The only "decay" in software should happen as a result of changing business requirements. There's no reason that, provided the business requirements don't change, that a well designed and properly implemented piece of software should not be usable in perpetuity. There may be changes in the underlying hardware and operating system software, but provided that the application is sufficiently abstracted from the underlying platform (or, provided that an emulation-layer for the original platform can be constructed) there's no reason other than changing business requirements for software to be "thrown away".
Let's put this a different way: How does a patch to the underlying operating system cause an application to fail? If the patch changes the behaviour of the underlying operating system in such a manner as to return unexepected values to the application, the patch is the cause of the failure. A flawed patch doesn't make an application "age" or "decay"-- it's simply a flawed patch. An application has to make assumptions about the underlying operating system. These assumptions are based on the API documentation-- the contact between the operating system and the application. When the OS violates the terms of the contract, that doesn't mean the application "decayed"-- it means some moron who coded the operating system patch messed up, and the operating system manufacturer/maintainer didn't perform good regression testing.
We should be designing software systems with 10 to 20 year usability goals. It would do a lot for the frustration level that the "suits" have with IT if we stopped being proponents of hugely expensive but "throwaway" systems, and started designing systems with an eye for longevity.
The Attitude Adjuster, I hate me, you can too.

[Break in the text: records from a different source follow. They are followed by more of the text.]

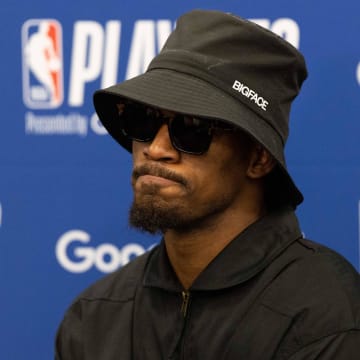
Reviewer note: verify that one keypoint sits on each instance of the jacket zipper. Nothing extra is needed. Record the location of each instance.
(185, 302)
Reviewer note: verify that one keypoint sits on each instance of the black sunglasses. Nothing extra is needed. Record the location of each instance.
(188, 134)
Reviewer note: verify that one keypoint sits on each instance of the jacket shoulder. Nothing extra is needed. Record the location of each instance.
(318, 289)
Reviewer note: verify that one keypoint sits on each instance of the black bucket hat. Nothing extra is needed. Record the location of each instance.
(219, 66)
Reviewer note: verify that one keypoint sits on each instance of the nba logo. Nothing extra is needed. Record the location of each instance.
(42, 64)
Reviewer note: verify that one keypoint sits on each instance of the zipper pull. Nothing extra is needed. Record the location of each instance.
(185, 303)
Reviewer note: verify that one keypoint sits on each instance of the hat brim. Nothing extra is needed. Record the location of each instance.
(187, 94)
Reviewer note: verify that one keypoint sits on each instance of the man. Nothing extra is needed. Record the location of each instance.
(233, 278)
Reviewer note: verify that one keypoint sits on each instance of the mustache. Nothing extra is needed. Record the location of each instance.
(155, 170)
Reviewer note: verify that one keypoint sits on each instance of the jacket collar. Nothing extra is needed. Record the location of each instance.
(244, 257)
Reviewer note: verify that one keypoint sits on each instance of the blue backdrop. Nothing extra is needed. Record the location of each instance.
(64, 184)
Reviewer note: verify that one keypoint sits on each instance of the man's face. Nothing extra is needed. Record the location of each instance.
(180, 191)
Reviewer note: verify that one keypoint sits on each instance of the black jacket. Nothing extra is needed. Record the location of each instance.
(270, 294)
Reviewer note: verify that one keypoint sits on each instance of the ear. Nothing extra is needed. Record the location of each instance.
(261, 162)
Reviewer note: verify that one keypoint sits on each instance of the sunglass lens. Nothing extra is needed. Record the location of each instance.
(138, 124)
(190, 135)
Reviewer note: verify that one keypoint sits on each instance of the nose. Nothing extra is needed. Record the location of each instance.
(161, 148)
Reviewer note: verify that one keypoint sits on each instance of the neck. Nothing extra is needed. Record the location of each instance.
(191, 251)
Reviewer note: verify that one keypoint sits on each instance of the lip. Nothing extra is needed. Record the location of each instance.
(156, 180)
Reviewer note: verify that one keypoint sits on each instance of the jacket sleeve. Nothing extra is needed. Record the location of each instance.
(69, 342)
(342, 346)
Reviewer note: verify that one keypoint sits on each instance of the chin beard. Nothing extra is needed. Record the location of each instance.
(153, 218)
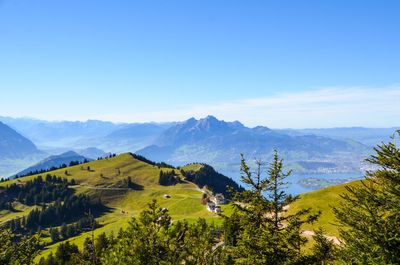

Exactly. This software would have failed the month after it was installed if Comair had needed to do 32,001 changes in that month. But when it was installed, Comair wasn't that big, so having to do that many changes was not something that was considered. Now that Comair has grown considerably, the business requirement has changed but the application has not kept up.
End of Line.
I worked for IBM, coding in the mainframe networking department. Their motto should have been, "Don't change anything...it's working."
I got irritated. I would find stuff that was just STUPID. Horrendously mangled logic. Algorithms from other parts of the code applied completely wrong. Whenever I tried to improve the code I got the "It's working. Don't change anything" line. I left, determined to find a job where I could actually write code.
That was several years ago. I've gotten smarter since. I've worked on several large-scale, 5-9's systems. After several major and minor fuck-ups, now I know....
If it's working, don't change anything.
Aah, change is good. -- Rafiki
Yeah, but it ain't easy. -- Simba
These systems were written when a computer had maybe 4M of main memory. So if you double the size of your counter, that means you can hold....1/2 as many events.
So as a programmer, you make a choice. You either make the counter smaller, or you limit the system in some other way.
Computers today have 3 orders of magnitude more memory, and the choice between a short and a long is easy to make. But back then, it wasn't.
To help you understand, if a programmer from that era used a long int, he'd better have a damned good reason. Although, he should have made it an unsigned int and got double the space . See? You're not old enough to feel in your gut the need to save *BITS*.
Back when I learned to code in the late 70's, we used assembler (BAL 360), and we saved space by making all number packed and then stripped off the sign byte. You did a MVO to the same memory location, and it had a side effect of shifting the packed number on nibble (1/2 byte) to the right, erasing the sign bit. We did that because a 40M disk pack on an IBM 370/148 cost about $40,000 and we couldn't waste it. Now I have a thumb drive with 1G on it. You just don't understand.